- Cover of the first volume

魔女 (Majo)
- Genre: Supernatural
- Written by: Daisuke Igarashi
- Published by: Shogakukan
- English publisher: NA: Seven Seas Entertainment;
- Imprint: Ikki Comix
- Magazine: Monthly Ikki
- Original run: April 25, 2003 – November 25, 2004
- Volumes: 2
- Anime and manga portal

= Witches (manga) =

Japanese manga series

Witches (魔女, Majo) is a Japanese anthology manga series written and illustrated by Daisuke Igarashi. It was serialized in Shogakukan's seinen manga magazine Monthly Ikki from April 2003 to November 2004, with its chapters collected in two tankōbon volumes. The series is licensed for English release in North America by Seven Seas Entertainment. Witches received an Excellence Award at the eighth Japan Media Arts Festival in 2004.

==Plot==
- Spindle
In the capital city, a place long said to bridge the divide between the "West" and the "East", the British woman Nicola Farsingford returns with newfound magical power, seeking vengeance against Mimaar, the one who once spurned her. Meanwhile, Shiraru, a nomadic girl gifted with strange abilities, journeys alone to the capital to deliver a message bestowed upon her by an "ancient and vast wisdom".
- Kuarupu
Kumari, a native of the forest, lives peacefully among the spirits alongside her childhood friend Roant. However, when Roant is betrayed and killed by Pablo, who sides with the state's aggressive deforestation efforts, Kumari vows revenge. She sequesters herself in the "House of Spirits", offering her own body as sustenance to the forest spirits in exchange for their allegiance.
- The Witch Stradling the Bird
Father Wid, visiting a high-ranking elder in a remote part of China, listens to the man's tale of his deceased sister, who has supposedly returned as a witch riding upon birds, imparting cryptic knowledge. When the elder reveals that the witch foretold the arrival of a "great falling stone", Father Wid becomes convinced this is a prophecy of immense significance.
- Petra Genitalix
Alicia, an orphan taken in by the reclusive "Great Witch" Mira, learns to live by honing her senses deep in the mountains. A year later, Father Wid arrives seeking Mira's knowledge about the "Stone of Reproduction". Sensing her duty, Mira takes Alicia to the city where the stone is said to reside.
- The Song Thief
Hinata, a high school girl who feels no connection to life, steals money meant for a school trip and embarks on a ferry journey with her cousin Yuuji. Onboard, she meets the intense-eyed woman Chisoku, who tells her, "You left on this journey to awaken". Influenced by her words, Hinata considers following Chisoku to the island where she claims to have awakened—only for both Chisoku and Yuuji to vanish upon arrival.
- Beach
A young island girl searches desperately for her missing cat, Pishaama. A neighbor claims to have seen the cat swept away by the river days earlier. Remembering that all things lost to the tide eventually wash ashore on the opposite side of the island, the girl heads to the beach, regretful that she did not play with Pishaama more. There, a mysterious old woman appears before her.

==Publication==
Written and illustrated by Daisuke Igarashi, Witches was serialized in Shogakukan's seinen manga magazine Monthly Ikki from April 25, 2003, to November 25, 2004. Shogakukan collected its chapters in two tankōbon volumes, released on April 30, 2004, and January 28, 2005.
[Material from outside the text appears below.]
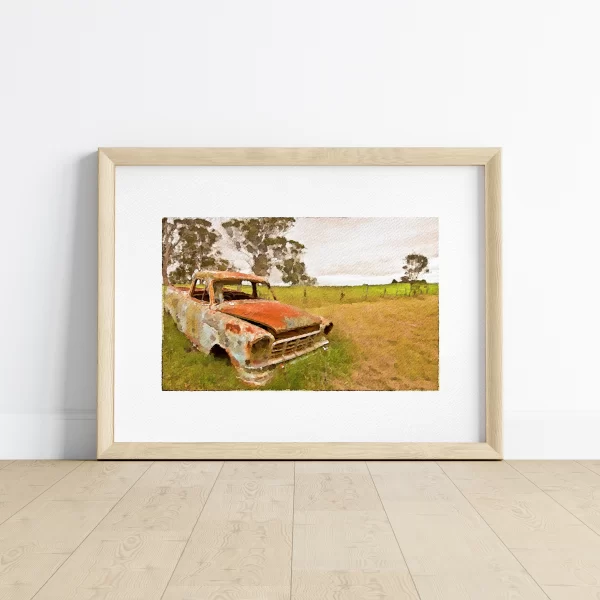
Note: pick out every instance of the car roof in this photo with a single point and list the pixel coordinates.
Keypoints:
(227, 275)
In North America, Seven Seas Entertainment licensed the manga for English publication in a single omnibus volume, for both digital and print format, and was released on May 3, 2022.

===Volumes===

| No. | Original release date | Original ISBN | English release date | English ISBN |
| 1 | April 30, 2004 | 978-4-09-188461-9 | May 3, 2022 | 978-1-64827-839-6 |
| 01. "Spindle – Part 1"; 02. "Spindle – Part 2"; 03. "Kuarupu"; Extra: "The Witch Stradling the Bird" (騎鳥魔女, Ki Tori Majo); |
| 2 | January 28, 2005 | 978-4-09-188462-6 | May 3, 2022 | 978-1-64827-839-6 |
| 04. "Petra Genitalix"; 05. "Thief of Songs" (うたぬすびと, Utanu Subito); Extra: "Beach" (ビーチ, Bīchi); |

==Reception==
Witches received an Excellence Award at the eighth Japan Media Arts Festival in 2004. In 2023, it was ranked in the American Library Association's Graphic Novels and Comics Round Table's "Best Graphic Novels for Adults" list, under its "Fiction" category.